Art is a state of constant struggle against habitual perception. It is a trivial statement. The artistic process takes place at the battlefield of perception: aesthetics. A key notion in Martin Heidegger’s hermeneutics is the “defective mode” of tools. Objects can be disclosed to the active vision only in a defective mode. For example a hammer, can suddenly be noticed when it’s broken, and brought out of its habitual context. Lennart Fägerskiöld is exploring the deficient mode of vision itself. The collapsed vision: vision disturbances,  compensatory optical phenomena, dazzles and afterimages.

 

Exposed to Fägerskiöld’s series of paintings in white and yellow, my eyes and my vision cannot stop running. The labour of my eyes gets visible to my sight.. I look and look, and it doesn’t work, my vision is constantly disturbed, it compensates, creates afterimages, creates contrasting traces that are already there, painted on the canvas, but nevertheless are being created and re-created by me, the viewer: I suddenly find myself present on the artist’s battlefield.

 

With his interest in the materiality of the colours, the pigments, Fägerskiöld is balancing the balance out of his well composed almost modernistic arrangements. The destruction requires a hidden precision, or an apparent arbitrariness.
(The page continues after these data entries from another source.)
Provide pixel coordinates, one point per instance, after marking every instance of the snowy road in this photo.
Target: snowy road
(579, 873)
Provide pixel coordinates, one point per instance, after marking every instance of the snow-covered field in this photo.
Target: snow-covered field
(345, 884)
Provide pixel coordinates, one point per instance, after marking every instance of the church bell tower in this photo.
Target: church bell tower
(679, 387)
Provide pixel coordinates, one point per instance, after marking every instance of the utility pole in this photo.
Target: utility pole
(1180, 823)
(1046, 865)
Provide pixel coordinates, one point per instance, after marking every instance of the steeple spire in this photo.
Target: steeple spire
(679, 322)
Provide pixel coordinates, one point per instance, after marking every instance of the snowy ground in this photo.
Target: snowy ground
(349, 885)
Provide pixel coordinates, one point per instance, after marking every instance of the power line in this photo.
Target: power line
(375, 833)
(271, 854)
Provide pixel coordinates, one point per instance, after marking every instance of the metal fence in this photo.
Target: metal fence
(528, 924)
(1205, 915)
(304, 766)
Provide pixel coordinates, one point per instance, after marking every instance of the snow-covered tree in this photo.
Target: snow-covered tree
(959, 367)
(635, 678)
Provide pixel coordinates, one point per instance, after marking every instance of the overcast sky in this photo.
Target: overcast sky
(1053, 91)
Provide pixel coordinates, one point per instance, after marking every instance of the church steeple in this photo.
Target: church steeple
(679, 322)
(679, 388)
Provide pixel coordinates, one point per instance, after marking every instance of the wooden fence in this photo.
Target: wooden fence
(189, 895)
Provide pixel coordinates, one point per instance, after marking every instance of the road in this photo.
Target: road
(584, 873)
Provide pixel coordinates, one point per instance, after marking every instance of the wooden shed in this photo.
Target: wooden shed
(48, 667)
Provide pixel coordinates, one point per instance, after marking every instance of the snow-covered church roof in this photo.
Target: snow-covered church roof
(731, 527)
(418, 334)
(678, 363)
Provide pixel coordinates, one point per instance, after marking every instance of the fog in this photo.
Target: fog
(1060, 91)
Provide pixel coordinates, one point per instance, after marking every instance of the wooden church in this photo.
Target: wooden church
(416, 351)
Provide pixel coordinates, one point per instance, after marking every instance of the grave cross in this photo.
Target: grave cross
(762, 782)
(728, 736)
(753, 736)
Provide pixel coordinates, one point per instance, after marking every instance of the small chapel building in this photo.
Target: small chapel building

In order to implode and start to corrode the eyes, the pigments must be spread in such a way as to immediately let the compensatory traces created by the viewer be disturbed by a similar, yet not identical field, that creates its own dazzles, its own shadows which begin to play in front of the eyes, with the eyes, inside the eyes. The result is subtle and beautiful, and very far from the mathematically computed optical illusions we usually see. In contrast Fägerskiöld’s paintings are organic and living.

 

The collapse of vision contains a reflexive movement,  the vision sees itself and is invited to participate in the artwork.